K-Steering How It Works

This page covers installation, a quickstart walkthrough, and guidance for running larger models.

Installation

Clone the Repository

git clone https://github.com/withmartian/k-steering.git

Prerequisites

Python 3.12 or higher
uv: Fast Python package installer and resolver

To install uv, follow the Astral installation guide.

Install Dependencies

For now, we recommend running K-Steering locally from the repository root:

uv sync

This creates the environment and installs the required dependencies.

Quick Start

Try it in Google Colab

You can explore K-Steering without any local setup using the Colab notebook.

Includes installation, training, and inference examples.

API Usage

See the examples/ directory for complete scripts for training different steering models.

K-Steering (Non-Linear Steering)

This example shows how to use K-Steering to guide a language model's behavior by training lightweight steering classifiers and applying them during inference.

1. Load Required Modules

from k_steering.steering.config import SteeringConfig
from k_steering.steering.k_steer import KSteering

2. Select a Base Model

# Hugging Face model to be steered
MODEL_NAME = "unsloth/Llama-3.2-1B-Instruct"

3. Configure Steering

Define which layers are used to train and apply steering.

steering_config = SteeringConfig(
    train_layer=1,          # Layer used to train the steering classifier
    steer_layers=[1, 3],    # Layers where steering is applied
)

4. Task and Generation Settings

TASK_NAME = "debates"       # e.g. "debates" or "tones"
MAX_NEW_TOKENS = 100        # Maximum number of tokens to generate
MAX_SAMPLES = 10            # Maximum number of samples for training

GENERATION_KWARGS = {
    "max_new_tokens": MAX_NEW_TOKENS,
    "temperature": 1.0,
    "top_p": 0.9,
}

5. Initialize K-Steering

Wrap the base model with K-Steering.

steer_model = KSteering(
    model_name=MODEL_NAME,
    steering_config=steering_config,
)

6. Train Steering Classifiers

Train steering classifiers on task-specific data. Remove max_samples to use the full dataset.

steer_model.fit(
    task=TASK_NAME,
    max_samples=MAX_SAMPLES,
)

7. Generate Steered Outputs

prompts = [
    "Are political ideologies evolving in response to global challenges?"
]

output = steer_model.get_steered_output(
    prompts,
    target_labels=["Empirical Grounding"],     # Behaviors to encourage
    avoid_labels=["Straw Man Reframing"],      # Behaviors to suppress
    generation_kwargs=GENERATION_KWARGS,
)

print(output)

Large Model Setup

The table below provides approximate GPU memory requirements for transformer models at different parameter scales. Use it to estimate what can run on free Colab versus what needs larger hardware.

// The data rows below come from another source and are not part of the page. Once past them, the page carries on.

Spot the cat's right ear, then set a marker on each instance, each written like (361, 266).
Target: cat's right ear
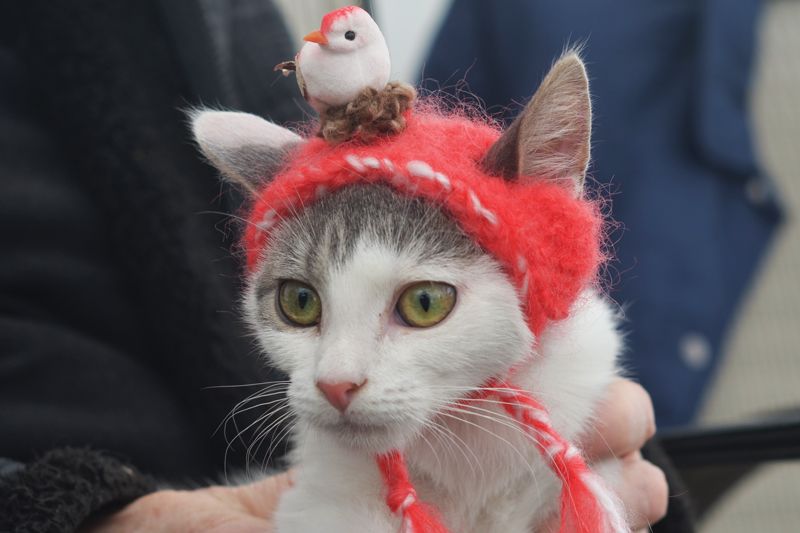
(245, 148)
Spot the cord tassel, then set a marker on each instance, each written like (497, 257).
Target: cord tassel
(401, 497)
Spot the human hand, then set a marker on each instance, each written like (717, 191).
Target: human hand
(625, 421)
(242, 509)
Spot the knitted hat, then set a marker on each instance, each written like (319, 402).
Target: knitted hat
(547, 240)
(546, 237)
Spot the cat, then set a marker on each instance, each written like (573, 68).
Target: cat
(340, 301)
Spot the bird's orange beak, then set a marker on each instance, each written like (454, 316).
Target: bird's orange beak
(316, 37)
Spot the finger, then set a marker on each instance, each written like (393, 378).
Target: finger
(625, 421)
(644, 492)
(261, 497)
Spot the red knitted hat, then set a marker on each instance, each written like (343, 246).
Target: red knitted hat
(547, 240)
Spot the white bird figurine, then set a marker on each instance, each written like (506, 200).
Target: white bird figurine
(346, 55)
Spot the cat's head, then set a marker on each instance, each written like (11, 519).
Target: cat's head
(377, 305)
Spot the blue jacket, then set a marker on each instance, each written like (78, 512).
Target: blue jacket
(672, 149)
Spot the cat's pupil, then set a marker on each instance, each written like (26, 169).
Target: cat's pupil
(302, 299)
(425, 301)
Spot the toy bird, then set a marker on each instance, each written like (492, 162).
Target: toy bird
(346, 55)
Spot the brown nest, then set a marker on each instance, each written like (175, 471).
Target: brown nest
(373, 113)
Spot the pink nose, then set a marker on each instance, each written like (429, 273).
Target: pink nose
(339, 394)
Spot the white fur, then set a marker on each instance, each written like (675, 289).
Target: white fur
(244, 147)
(480, 471)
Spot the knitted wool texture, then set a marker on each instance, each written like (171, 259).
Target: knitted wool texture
(547, 241)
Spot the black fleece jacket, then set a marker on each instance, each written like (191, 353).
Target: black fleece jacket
(118, 287)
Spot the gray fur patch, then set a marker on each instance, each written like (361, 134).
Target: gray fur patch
(324, 235)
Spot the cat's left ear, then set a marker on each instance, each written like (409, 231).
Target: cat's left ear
(550, 139)
(245, 148)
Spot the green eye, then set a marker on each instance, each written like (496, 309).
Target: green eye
(425, 304)
(299, 303)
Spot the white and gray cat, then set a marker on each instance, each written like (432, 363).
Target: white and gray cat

Model Size	Params	FP16 VRAM (Inference)	4-bit VRAM (Inference)	Recommended GPU	Colab Free Feasible?
Tiny	100M-300M	~0.5-1 GB	~0.3-0.5 GB	Any GPU	Yes
Small	500M-1B	~2-3 GB	~1-1.5 GB	T4 / L4	Yes
Medium	2B-3B	~5-7 GB	~2-3 GB	T4 (tight) / L4	No
Upper-Mid	7B	~14-16 GB	~4-6 GB	L4 / A100	No
Large	13B	~26-28 GB	~8-10 GB	A100 40GB	No
Very Large	30B	~60+ GB	~18-22 GB	Multi-GPU	No
Frontier	70B	~140+ GB	~35-40 GB	Multi A100/H100	No